Desiccant Dryer System Improves Efficiency in Aluminum Plant

How a Custom Engineered Air Treatment System with a -40º Compressed Air Dewpoint Solved a Challenging and Dangerous Application


The Challenge: Oil and Water in Compressed Air Systems of an Aluminum Extractor

The customer runs an aluminum plant, and during production, they have to use overhead cranes to replace anodes in electrolysis pots and siphon out the aluminum. Within the cranes’ compressed air networks, the compressors release oil. In the summertime, in particular, the compressors’ coolers couldn’t lower the compressed air temperature adequately, creating more oil vapours. The vapours pass through the prefiltration resulting in premature contamination of the desiccant in the air dryer.
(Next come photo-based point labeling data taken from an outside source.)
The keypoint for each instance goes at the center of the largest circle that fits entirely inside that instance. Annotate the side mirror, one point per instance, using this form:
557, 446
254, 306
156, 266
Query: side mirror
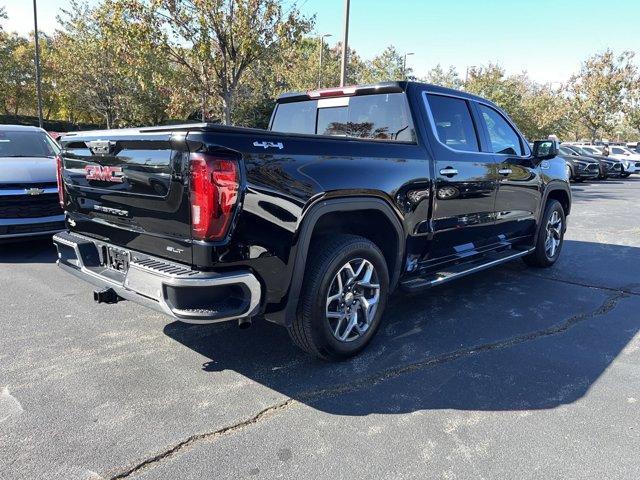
545, 149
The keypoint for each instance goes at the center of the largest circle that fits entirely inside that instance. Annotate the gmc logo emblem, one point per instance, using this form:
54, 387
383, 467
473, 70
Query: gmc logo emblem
104, 174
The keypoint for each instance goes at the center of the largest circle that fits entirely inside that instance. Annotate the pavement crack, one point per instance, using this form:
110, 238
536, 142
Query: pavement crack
627, 289
372, 380
207, 436
379, 377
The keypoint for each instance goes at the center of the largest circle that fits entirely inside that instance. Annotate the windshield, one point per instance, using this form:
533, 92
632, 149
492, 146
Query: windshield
567, 151
26, 144
581, 150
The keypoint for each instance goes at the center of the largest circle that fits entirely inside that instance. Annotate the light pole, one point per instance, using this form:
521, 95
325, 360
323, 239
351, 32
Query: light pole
404, 65
322, 37
37, 60
466, 75
345, 45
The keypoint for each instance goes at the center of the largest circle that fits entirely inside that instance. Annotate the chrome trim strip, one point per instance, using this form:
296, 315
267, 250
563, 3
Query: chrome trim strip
44, 233
4, 222
477, 268
23, 191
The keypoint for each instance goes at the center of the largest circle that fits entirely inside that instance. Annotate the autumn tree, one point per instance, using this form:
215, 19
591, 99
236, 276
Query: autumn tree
598, 91
217, 41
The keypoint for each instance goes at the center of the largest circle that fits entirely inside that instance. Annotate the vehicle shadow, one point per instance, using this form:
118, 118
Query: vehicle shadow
505, 339
39, 250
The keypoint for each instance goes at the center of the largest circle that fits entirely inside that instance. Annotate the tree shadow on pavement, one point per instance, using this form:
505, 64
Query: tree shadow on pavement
510, 338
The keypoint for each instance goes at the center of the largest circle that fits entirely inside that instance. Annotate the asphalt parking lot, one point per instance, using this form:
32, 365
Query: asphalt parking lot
512, 373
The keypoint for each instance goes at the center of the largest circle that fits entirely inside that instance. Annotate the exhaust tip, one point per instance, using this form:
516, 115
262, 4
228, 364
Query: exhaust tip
108, 295
244, 323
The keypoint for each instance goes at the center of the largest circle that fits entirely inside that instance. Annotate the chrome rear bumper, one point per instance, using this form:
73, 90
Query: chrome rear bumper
188, 295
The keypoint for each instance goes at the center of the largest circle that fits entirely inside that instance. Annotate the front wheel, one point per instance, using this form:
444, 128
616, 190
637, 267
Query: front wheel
344, 294
550, 238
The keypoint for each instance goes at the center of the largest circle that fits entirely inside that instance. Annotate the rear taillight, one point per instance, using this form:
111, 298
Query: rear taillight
214, 193
59, 180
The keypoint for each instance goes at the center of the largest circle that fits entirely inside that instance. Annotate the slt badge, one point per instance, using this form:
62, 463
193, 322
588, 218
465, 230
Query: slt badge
104, 174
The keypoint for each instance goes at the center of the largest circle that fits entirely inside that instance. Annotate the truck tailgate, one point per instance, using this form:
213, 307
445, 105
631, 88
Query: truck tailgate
129, 188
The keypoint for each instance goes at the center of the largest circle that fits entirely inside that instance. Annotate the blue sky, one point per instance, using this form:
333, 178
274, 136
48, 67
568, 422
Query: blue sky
546, 38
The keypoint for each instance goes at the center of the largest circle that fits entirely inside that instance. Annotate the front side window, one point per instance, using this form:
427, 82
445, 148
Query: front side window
504, 139
567, 151
26, 144
454, 126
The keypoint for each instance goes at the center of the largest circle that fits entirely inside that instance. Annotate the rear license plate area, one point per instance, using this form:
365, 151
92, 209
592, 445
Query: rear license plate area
115, 259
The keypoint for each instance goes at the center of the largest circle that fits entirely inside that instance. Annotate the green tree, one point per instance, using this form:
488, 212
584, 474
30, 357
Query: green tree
438, 76
385, 67
16, 74
109, 65
598, 91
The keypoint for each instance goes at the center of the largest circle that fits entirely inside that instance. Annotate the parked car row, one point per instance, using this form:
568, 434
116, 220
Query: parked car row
593, 162
29, 202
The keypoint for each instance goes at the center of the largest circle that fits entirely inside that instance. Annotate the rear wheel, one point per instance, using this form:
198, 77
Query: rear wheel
344, 294
567, 168
550, 238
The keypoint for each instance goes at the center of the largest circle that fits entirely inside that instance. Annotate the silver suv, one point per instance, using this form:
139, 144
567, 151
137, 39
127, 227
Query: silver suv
29, 204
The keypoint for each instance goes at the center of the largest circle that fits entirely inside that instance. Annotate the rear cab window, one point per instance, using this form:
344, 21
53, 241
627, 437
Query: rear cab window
381, 117
27, 143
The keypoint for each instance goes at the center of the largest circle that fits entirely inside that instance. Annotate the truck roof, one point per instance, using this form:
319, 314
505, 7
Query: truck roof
373, 88
20, 128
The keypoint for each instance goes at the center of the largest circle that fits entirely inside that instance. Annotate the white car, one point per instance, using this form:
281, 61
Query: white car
29, 203
630, 160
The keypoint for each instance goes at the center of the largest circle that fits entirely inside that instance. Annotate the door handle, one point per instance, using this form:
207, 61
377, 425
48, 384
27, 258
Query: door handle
449, 172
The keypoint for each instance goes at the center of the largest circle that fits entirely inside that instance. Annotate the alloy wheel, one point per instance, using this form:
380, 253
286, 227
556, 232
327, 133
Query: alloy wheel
352, 300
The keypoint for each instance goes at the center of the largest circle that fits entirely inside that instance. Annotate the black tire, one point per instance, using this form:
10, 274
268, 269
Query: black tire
311, 330
541, 257
569, 171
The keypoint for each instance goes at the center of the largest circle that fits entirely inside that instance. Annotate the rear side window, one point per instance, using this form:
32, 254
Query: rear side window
371, 117
503, 137
454, 126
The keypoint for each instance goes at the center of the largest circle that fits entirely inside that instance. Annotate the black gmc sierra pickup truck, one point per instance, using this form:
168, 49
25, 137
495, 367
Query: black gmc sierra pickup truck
311, 224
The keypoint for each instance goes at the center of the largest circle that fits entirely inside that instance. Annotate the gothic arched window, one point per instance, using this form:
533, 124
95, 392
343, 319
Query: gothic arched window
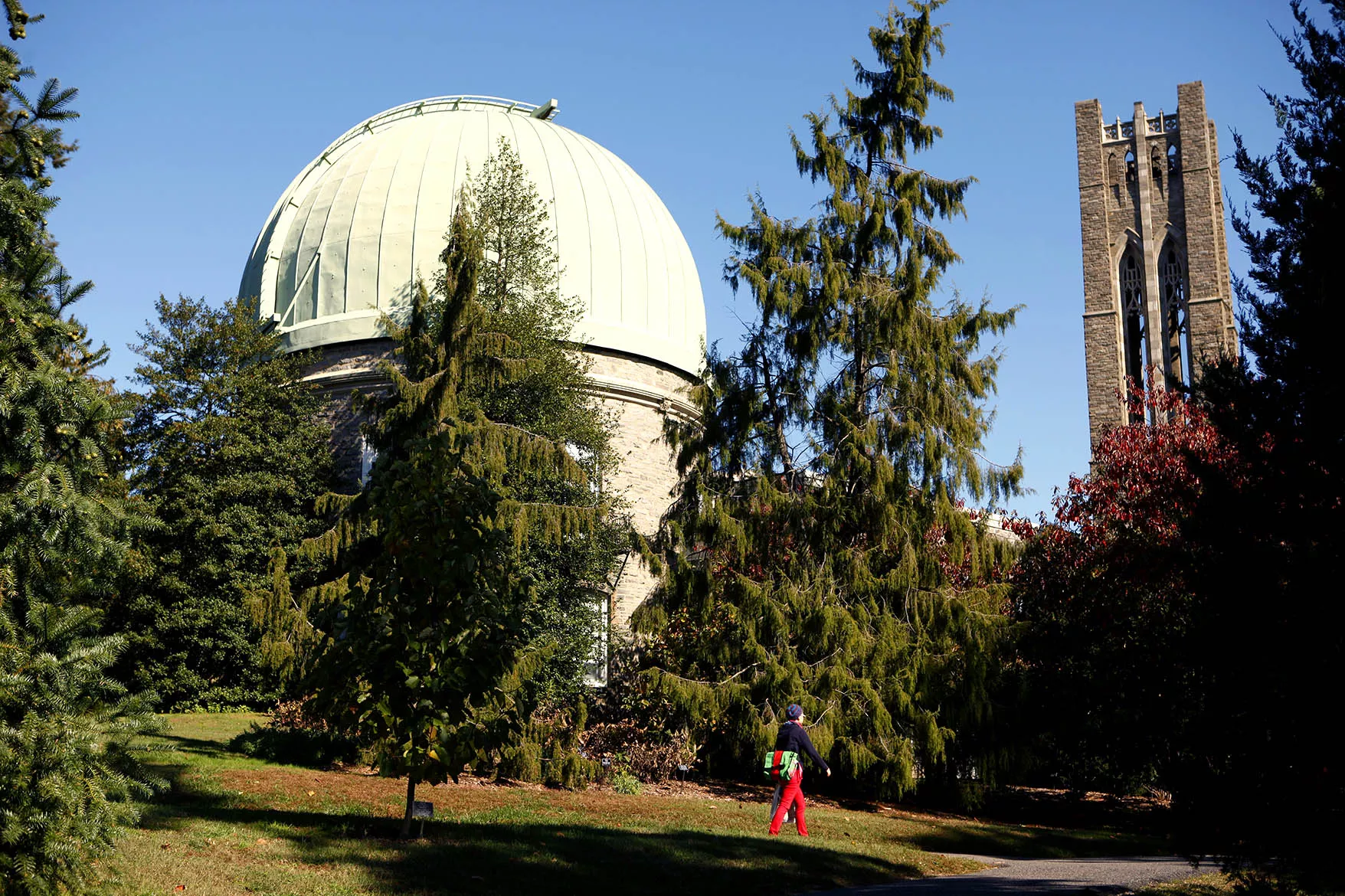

The other problem was the moisture in the air caused rust to form in the pneumatic controls within compressed air systems. That same air is used for aluminum extraction (i.e., by creating a Venturi vacuum). Having moisture or water in the air used to extract aluminum is dangerous because mixing water with molten aluminum will cause an explosive reaction.

The Solution: Custom Engineered Heatless Desiccant Dryer System

Our application expert—Robin Poirier—offered a Pneumatic Products (PPC) custom-engineered heatless desiccant dryer system to supply a very low dewpoint (-40°F PDP).  A dewpoint that low eliminates the formation of rust in piping and prevents freezing problems.

In this specific application, we installed a centrifugal mechanical separator and an oil mist eliminator before the prefilter to capture the bulk of liquids and particulates to extend the prefilter’s life.

The advantages were:

  • The filters get more filtration surface area
  • They can filter more particulates for longer, decreasing maintenance and downtime
  • The low dewpoint eliminates rust and moisture that might cause explosions downstream

The Result: 78% Increase in Production Time & Reduced Breakage and Maintenance

Adding the air treatment system reduced the maintenance time and chances of equipment failure. They’re saving costs on maintenance and not losing valuable production on costly downtime.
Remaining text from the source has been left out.